Czyli pierwowzór dania zwanego „spaghetti bolognese”, które jest serwowane w wielu restauracjach i ma niewiele wspólnego z oryginalną włoską wersją, ale serwuje się je w tej formie, by zaspokoić wymagania turystów, którym „spaghetti bolognese” kojarzy się z “prawdziwą” włoską klasyką.
Co najważniejsze, Włosi podają Ragù alla Bolognese z makaronem tagliatelle, pappardelle lub innym szerokim makaronem, który dobrze zmiesza się z sosem i uniesie jego ciężar, a nie z makaronem spaghetti, którego używa się do lżejszych sosów.

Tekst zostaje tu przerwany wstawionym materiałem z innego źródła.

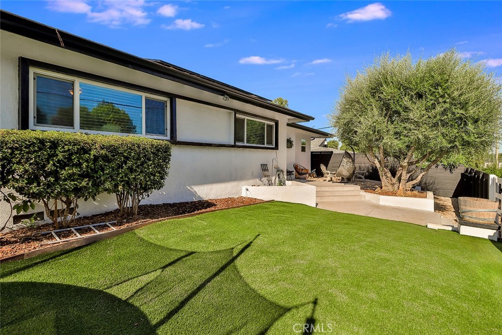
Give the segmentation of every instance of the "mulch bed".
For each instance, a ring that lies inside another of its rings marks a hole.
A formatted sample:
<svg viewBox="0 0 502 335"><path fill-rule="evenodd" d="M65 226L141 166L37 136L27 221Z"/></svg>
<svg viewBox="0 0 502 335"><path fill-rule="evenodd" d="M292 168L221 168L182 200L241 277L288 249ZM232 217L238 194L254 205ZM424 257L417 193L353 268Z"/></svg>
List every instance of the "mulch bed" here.
<svg viewBox="0 0 502 335"><path fill-rule="evenodd" d="M116 221L116 223L112 224L112 226L117 229L123 228L152 220L263 202L263 200L260 199L241 196L236 198L222 198L158 205L140 205L138 208L138 215L135 217L120 217L118 215L118 210L115 209L101 214L79 217L76 218L74 222L72 221L70 227L75 227L92 224ZM108 226L100 226L96 228L100 232L112 230ZM48 245L46 245L42 246L39 245L43 242L56 241L51 235L35 237L32 237L32 235L37 232L55 229L53 224L45 224L0 234L0 259L47 247ZM77 231L82 236L95 234L90 229L79 229ZM60 239L76 236L71 232L60 233L57 235Z"/></svg>
<svg viewBox="0 0 502 335"><path fill-rule="evenodd" d="M414 191L411 192L398 192L397 191L376 191L372 189L365 189L364 192L372 193L380 195L392 195L394 196L404 196L410 198L426 198L427 192L421 191Z"/></svg>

Błąd ten najprawdopodobniej został zapoczątkowany przez amerykańskich żołnierzy, którzy “przywieźli” danie do swojego kraju, ale nie przywiązywali oni szczególnej wagi do wielu rodzajów makaronów włoskich i ich właściwego przeznaczenia.

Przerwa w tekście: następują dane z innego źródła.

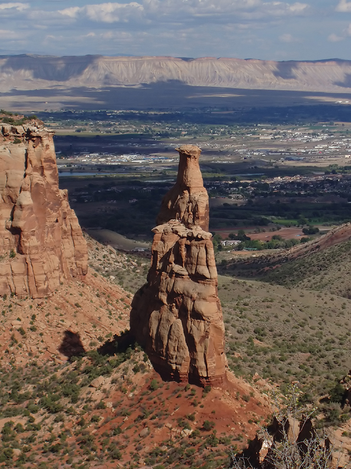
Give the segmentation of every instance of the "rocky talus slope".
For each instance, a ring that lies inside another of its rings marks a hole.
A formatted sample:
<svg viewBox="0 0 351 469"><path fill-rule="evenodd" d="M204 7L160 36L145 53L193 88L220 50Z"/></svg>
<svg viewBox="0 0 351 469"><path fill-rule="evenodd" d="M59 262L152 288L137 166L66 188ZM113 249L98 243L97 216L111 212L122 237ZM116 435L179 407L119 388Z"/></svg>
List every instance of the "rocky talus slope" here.
<svg viewBox="0 0 351 469"><path fill-rule="evenodd" d="M169 57L0 57L0 91L140 86L177 80L196 86L350 92L351 62L275 62Z"/></svg>
<svg viewBox="0 0 351 469"><path fill-rule="evenodd" d="M201 227L208 226L208 206L191 202L191 193L184 196L184 187L192 187L195 180L197 193L205 200L200 151L189 145L178 150L177 182L161 208L165 223L153 230L147 283L132 302L131 330L161 376L203 385L221 385L227 362L217 271L211 235ZM165 204L169 209L167 221ZM178 220L172 219L175 212Z"/></svg>
<svg viewBox="0 0 351 469"><path fill-rule="evenodd" d="M53 134L0 122L0 295L41 298L83 279L86 243L59 189Z"/></svg>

Po drugie, sos należy wymieszać z makaronem i dopiero w ten sposób podawać, a nie serwować wylany na porcję makaronu.
Po trzecie, sos należy odpowiednio długo gotować – po połączeniu wszystkich składników półtorej godziny gotowania to minimum, a im dłużej tym lepiej.
I na koniec – składniki powinny być jak najlepszej jakości, czyli najlepiej zmielić samodzielnie dobrej jakości wołowinę, użyć porządnego włoskiego makaronu, a prawdziwego parmezanu czy pecorino nie zastąpi nam zwykły polski ser.